Neither were the bankers amused when they discovered the identity of the owners. The coats were quickly returned with the traditional peace offering of a bottle of champagne.
The pranksters may not be out of the woods yet. One hack reports his gloves are still missing; another says his gas bill has been opened.
The smart move would have been to pay it.
A flick through the Forte share register reveals the venerable Lord Forte to hold 1.5 per cent of the company he founded. By coincidence that is exactly the amount pledged to the Granada marauders at the close of play last Friday - the first bid deadline. No ... surely not?
Here is the first in our pre-Christmas week series of great executives and their bon mots. Alicia Bishop, an 18-year-old pupil at Heathfield school in Ascot, has written to Britain's captains of industry to ask them what advice they would give to an 18-year-old school-leaver. A booklet, compiled by ECI Ventures, has preserved the collective genius for posterity. Today we feature Sir Christopher Harding, chairman of BET, with a ditty entitled, A short course in human relations.
The six most important words: "I admit I made a mistake."
The five most important words: "You did a good job."
The four most important words: "What is your opinion?"
The three most important words: "If you please."
The two most important words: "Thank you."
The least important word: "I."
Brings a tear to the eye, doesn't it?
Midland Bank finds itself in possession of 25,000 tickets for next summer's European football championships and offers them exclusively to its credit- card customers. Credit-card points will count towards the cost of the tickets, but at a rate of pounds 1,000 for every pounds 5 off a ticket. To get the best seats you will need to spend pounds 27,500. Start saving now for France 1998.
The fax machine chatters. It is a missive from Another Place. Lord Young of Graffham, the former Cable & Wireless chairman and Thatcher minister, has been reading reports of his social life in this column.

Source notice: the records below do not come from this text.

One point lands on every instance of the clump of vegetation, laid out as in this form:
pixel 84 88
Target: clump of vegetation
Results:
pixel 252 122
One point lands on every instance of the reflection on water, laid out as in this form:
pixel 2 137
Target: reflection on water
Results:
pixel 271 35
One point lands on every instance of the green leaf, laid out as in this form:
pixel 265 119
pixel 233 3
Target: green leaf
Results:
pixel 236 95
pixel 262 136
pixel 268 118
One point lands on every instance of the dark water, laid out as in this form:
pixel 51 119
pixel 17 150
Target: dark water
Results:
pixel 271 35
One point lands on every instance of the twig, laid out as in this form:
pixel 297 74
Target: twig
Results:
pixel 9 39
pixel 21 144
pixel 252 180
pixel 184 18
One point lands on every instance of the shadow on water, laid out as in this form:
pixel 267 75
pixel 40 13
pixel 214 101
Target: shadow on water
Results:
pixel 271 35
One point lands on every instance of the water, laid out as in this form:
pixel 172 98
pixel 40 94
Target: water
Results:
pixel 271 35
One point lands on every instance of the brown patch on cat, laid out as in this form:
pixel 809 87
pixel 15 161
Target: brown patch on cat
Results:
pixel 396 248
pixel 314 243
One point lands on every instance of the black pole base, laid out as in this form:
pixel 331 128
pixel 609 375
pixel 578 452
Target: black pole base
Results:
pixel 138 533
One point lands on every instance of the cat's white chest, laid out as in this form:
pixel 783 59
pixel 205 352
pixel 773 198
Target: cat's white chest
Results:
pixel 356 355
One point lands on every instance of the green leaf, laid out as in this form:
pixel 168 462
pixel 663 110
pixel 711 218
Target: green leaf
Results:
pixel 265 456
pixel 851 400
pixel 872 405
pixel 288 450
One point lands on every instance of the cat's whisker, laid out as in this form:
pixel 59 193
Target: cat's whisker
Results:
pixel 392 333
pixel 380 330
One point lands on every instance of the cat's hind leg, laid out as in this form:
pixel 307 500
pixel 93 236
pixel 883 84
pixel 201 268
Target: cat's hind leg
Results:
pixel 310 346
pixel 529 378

"Yes, you did spot me enjoying Tosca at the Royal Opera House with the obligatory female companion," he faxes. "We will enjoy our Ruby wedding anniversary next March - Yours, Young."
The telephone rings. It is Gwendoline Lamb (above), the world's unluckiest investor (so you know it to be a serious matter). The Middlesborough Mistral calls to remind us that this is her 14th Christmas on sardines since her flagship investment vehicle, the Savings & Investment Bank, went belly-up on the Isle of Man. As ever, the focus of her formidable ire is Coopers & Lybrand, the liquidators of the crashed bank, which she claims is still sitting on pounds 1.8m of investors' money.
"I am still in the same position and Michael Jordan [the then senior partner of the Coopers insolvency arm] retired a year ago,'' she bellows.
Neither has the news that the liquidators are selling land in Portugal gone down well in the Lamb household. "They are out there enjoying themselves at my expense,'' she roars.